中央祭壇は総大理石、金の燭台に飾られたきらびやかなものだ。教会のご本尊ともいえる聖母子像は、そのさらに奥にある。祭壇の右脇の矢印にそってすすむと、すぐ近くまでいけるようになっている。祈っている人がいるかもしれないので、敬意をもって沈黙のうちに近づきたい。
聖画は、縦65cm、横57cmの板に描かれており、その全面を金の板で覆われている。見えているのは、聖母と幼子キリストの顔の部分だけだ。聖母の頭上には、金の天使が二人、黄金の王冠をかかげて飛んでいる。あまりにも周囲が光輝いているため、聖母とキリストの暗い褐色の顔が、なんだかみすぼらしく見えてしまうほどだ。これほど豪華な装飾がほどこされているというのは、かなりの人々に信奉されている、つまり寄付が多いということに他ならない。そういえば、あの全長4kmにも及ぼうかという参道の建築費用も、そのすべてが寄付によってまかなわれたそうだ。
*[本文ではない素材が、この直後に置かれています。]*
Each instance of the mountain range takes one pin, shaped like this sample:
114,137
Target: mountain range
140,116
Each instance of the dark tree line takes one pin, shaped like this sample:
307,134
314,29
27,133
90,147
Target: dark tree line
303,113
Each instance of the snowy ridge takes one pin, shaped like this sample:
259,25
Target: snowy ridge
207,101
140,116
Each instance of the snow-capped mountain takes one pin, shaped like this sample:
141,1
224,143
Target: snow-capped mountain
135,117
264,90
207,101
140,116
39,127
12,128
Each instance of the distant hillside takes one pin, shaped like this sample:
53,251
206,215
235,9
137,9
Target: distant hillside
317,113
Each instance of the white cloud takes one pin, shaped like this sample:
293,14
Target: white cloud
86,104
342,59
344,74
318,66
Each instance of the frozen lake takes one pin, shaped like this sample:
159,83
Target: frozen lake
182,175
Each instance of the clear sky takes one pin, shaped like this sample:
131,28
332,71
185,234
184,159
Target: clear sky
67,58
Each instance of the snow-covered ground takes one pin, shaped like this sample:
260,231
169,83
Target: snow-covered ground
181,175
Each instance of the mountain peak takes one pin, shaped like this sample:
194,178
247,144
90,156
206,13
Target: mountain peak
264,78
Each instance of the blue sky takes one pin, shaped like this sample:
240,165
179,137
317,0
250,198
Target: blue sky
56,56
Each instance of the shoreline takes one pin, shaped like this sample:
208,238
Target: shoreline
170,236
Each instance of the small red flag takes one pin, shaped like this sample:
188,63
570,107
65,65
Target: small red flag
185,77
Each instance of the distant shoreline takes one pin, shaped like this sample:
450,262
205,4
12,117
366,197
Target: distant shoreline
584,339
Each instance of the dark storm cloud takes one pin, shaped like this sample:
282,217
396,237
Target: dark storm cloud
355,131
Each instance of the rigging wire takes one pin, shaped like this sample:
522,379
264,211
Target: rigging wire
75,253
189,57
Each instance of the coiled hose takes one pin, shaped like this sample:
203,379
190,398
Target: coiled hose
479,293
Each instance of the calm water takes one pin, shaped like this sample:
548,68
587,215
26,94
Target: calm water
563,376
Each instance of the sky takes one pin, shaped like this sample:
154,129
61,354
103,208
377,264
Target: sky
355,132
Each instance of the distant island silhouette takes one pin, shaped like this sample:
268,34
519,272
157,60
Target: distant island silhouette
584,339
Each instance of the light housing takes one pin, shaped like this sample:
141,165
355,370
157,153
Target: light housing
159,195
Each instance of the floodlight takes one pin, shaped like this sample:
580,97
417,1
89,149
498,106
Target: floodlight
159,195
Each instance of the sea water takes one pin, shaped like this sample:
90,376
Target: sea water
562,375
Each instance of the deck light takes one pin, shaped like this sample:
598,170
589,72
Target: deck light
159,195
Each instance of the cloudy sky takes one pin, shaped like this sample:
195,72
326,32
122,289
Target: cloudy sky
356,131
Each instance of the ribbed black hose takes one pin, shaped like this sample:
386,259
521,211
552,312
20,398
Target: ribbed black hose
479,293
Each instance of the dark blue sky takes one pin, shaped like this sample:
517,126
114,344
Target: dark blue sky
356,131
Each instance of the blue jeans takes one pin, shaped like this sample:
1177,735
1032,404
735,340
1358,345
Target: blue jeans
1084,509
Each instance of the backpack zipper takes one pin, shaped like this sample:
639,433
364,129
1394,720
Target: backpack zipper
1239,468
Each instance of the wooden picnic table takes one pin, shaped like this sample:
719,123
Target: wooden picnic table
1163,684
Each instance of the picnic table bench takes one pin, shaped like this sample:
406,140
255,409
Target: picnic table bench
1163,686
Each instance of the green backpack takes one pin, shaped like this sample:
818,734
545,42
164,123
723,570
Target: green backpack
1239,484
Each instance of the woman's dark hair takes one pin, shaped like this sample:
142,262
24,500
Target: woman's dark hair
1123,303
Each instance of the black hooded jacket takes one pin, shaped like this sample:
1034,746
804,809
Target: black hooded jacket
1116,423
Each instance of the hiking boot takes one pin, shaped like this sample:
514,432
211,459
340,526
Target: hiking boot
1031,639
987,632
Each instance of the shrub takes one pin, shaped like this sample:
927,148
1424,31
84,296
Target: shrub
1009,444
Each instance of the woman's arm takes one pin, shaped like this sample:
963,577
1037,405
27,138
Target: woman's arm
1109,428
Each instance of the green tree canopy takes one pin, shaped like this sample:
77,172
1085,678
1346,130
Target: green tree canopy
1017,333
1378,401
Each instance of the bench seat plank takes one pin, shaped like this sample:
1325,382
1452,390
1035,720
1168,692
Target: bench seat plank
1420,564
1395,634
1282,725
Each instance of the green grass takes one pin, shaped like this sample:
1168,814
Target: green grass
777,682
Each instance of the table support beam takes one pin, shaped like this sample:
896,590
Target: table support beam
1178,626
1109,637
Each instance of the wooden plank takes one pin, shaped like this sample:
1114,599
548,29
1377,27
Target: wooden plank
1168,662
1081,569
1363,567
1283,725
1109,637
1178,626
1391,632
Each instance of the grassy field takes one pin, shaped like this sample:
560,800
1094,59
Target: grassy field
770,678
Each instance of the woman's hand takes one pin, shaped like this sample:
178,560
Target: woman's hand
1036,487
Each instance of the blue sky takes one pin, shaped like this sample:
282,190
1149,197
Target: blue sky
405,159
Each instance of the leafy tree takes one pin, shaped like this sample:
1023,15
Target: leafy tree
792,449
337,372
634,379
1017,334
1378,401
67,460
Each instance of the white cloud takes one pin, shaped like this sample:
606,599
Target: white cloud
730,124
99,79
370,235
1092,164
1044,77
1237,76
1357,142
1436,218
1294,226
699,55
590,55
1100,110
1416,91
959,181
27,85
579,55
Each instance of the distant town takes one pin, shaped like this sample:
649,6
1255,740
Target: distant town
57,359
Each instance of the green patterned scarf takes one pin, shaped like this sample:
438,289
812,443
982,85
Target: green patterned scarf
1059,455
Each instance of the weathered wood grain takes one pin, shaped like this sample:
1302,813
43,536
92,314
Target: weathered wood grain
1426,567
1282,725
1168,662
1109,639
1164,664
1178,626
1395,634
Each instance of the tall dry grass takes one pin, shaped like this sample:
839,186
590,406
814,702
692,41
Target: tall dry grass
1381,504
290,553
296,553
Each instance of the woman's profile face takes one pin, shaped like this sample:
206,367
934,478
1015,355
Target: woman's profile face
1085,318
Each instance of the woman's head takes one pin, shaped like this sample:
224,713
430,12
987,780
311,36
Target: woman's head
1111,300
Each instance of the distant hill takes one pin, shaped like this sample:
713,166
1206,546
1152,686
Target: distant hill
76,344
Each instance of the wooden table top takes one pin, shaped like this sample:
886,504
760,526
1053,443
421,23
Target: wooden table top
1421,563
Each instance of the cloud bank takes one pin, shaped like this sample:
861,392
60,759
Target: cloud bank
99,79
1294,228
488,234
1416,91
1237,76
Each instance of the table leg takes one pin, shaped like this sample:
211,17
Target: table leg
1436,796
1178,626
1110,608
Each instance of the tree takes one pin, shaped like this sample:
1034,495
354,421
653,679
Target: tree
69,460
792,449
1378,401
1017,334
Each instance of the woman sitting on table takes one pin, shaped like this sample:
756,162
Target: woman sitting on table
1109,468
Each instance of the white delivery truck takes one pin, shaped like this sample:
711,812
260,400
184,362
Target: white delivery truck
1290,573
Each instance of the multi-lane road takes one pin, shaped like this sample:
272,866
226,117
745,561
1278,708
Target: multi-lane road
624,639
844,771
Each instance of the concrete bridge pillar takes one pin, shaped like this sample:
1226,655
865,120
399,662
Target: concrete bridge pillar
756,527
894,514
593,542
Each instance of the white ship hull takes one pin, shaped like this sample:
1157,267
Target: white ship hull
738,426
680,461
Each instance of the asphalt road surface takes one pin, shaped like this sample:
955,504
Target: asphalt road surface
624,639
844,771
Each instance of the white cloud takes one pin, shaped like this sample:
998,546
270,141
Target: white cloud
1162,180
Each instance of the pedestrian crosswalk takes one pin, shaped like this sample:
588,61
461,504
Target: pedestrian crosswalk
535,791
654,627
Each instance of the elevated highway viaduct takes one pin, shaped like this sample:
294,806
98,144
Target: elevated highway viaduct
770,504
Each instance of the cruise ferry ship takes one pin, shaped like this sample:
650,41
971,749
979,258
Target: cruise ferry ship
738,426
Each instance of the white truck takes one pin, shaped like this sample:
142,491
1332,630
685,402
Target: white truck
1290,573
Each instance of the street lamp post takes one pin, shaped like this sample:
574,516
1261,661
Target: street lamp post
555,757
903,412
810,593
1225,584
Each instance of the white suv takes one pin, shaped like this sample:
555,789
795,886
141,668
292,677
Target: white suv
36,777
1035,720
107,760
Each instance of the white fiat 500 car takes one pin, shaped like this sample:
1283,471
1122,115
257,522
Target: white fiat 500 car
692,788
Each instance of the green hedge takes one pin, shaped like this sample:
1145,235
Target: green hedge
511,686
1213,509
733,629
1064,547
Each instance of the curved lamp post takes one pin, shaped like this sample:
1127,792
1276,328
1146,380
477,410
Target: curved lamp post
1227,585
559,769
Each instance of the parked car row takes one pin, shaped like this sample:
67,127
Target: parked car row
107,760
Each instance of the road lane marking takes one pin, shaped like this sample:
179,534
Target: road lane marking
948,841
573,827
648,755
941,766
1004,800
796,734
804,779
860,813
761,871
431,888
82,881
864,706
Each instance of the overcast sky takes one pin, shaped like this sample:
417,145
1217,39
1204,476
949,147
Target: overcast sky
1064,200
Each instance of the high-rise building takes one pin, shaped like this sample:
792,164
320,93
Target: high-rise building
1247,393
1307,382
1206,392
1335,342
この小さな絵が人々の関心をおおいに集め始めたのは、1433年のことである。
その年の春、ボローニャは大雨や雹といった悪天候に見舞われていた。このままでは作物がすべてダメになってしまう、と人々が絶望しかけていたときに、ひとりの法律家が、フィレンツェの例を引き合いに出した。その百年ほど前からフィレンツェでは、洪水や大雨から町を守るため、聖母子像を担いで行列を行なっていたのだ。その絵というのが、聖人ルーカによって描かれたとされる作品であった。同じものがボローニャにもあるじゃないか、と、まさに人々は藁にもすがる思いで、聖母子像を町まで運ぶことにしたのである。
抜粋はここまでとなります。